Riveted in the carnal skin friction of sexual gluttony for the meat of human flesh, youth, and beauty, she climaxed with her man; and free — totally free of all gnawing miscellaneous hungers outside of needing to urinate — the couple smoked marijuana on the bed to elongate their brief, ethereal stay. They were silently watching clouds of smoke stretch out like steamers of confetti until silence broke like an old woman's hip.

He said, "I might get this one. It would be on a temporary basis — just the extra sections that don't have teachers — I guess benefits and full time status after probation if someone resigns — little pay now. But maybe I should just stay here until I exhaust my possibilities."

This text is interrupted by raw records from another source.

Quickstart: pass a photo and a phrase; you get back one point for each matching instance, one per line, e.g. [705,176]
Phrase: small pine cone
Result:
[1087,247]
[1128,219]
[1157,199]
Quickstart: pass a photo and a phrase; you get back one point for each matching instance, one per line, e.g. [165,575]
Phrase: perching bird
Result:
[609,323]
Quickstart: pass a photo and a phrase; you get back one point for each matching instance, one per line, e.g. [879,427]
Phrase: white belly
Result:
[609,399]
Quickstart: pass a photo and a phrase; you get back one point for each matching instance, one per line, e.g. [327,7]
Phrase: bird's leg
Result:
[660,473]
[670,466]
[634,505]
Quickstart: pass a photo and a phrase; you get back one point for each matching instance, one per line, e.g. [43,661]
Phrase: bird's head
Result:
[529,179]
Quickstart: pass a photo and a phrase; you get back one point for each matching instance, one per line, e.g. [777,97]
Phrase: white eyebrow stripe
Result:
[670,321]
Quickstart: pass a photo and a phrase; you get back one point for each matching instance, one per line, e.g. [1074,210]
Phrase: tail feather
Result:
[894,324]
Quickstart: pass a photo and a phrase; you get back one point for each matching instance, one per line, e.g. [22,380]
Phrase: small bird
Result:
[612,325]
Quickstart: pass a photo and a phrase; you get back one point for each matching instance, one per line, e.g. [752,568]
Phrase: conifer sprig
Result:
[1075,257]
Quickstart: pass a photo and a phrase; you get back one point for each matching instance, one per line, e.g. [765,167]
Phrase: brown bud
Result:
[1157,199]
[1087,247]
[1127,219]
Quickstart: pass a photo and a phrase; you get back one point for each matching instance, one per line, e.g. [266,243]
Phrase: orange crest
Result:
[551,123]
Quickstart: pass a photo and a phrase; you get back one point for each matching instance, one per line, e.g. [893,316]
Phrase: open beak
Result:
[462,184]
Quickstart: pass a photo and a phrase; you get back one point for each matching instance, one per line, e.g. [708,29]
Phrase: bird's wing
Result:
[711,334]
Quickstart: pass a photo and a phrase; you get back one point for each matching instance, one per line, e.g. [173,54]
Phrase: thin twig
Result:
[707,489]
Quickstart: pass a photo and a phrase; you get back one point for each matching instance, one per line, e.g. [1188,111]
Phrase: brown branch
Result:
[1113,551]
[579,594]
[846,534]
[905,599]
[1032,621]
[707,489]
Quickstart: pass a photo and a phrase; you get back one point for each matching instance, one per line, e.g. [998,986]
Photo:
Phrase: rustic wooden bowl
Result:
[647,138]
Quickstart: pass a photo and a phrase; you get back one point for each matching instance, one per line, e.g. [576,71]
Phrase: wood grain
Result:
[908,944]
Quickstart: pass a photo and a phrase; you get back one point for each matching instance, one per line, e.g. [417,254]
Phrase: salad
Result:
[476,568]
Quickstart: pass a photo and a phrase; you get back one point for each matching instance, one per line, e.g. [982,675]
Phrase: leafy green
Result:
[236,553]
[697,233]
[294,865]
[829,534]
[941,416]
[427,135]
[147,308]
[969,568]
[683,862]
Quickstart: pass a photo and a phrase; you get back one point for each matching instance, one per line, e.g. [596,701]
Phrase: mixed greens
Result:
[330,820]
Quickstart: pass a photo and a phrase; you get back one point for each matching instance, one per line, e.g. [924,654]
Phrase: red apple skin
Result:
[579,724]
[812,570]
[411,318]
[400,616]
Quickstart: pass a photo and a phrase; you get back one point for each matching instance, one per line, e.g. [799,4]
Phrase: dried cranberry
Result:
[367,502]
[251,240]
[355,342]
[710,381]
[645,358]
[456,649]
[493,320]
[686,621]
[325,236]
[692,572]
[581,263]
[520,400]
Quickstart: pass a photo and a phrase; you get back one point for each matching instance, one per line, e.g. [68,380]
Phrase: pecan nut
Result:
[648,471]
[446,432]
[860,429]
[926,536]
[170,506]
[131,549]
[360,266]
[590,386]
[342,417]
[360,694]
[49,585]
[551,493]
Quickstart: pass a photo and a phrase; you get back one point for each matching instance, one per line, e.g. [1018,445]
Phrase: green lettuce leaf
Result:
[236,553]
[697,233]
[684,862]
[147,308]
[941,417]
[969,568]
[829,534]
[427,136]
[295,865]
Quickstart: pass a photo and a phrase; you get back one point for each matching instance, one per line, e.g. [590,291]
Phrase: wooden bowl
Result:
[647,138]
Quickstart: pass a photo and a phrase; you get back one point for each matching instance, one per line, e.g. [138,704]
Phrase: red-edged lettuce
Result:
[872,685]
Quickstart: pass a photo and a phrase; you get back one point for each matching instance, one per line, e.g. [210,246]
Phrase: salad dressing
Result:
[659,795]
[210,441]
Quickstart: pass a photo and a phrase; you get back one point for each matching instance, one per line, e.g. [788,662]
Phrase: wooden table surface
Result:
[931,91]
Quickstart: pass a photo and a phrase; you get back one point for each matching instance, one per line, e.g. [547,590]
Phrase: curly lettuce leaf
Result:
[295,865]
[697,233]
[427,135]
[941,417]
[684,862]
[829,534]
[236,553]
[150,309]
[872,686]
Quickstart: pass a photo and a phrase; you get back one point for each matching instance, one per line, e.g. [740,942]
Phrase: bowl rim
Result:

She sensed how the petty and the mundane in the personal domain interfered, if not totally countered, any fulfillment of intimacy. This vexed her conceptualization of life; but for she who was so amused by grave ideas it was just one more intriguing fact to contemplate. "It's all exhausted," she at last responded. "There's nothing much here. You've gone to the first job interview at City College. You might as well see it through the second. Obviously they are interested in you if they want you to be interviewed twice. It's up to you but if it were me I would put my oars in the first wave that comes along."

"Yes, maybe."

"Out of curiosity, I've been wondering why you again made reservations in that hotel where the bellboys are the rats."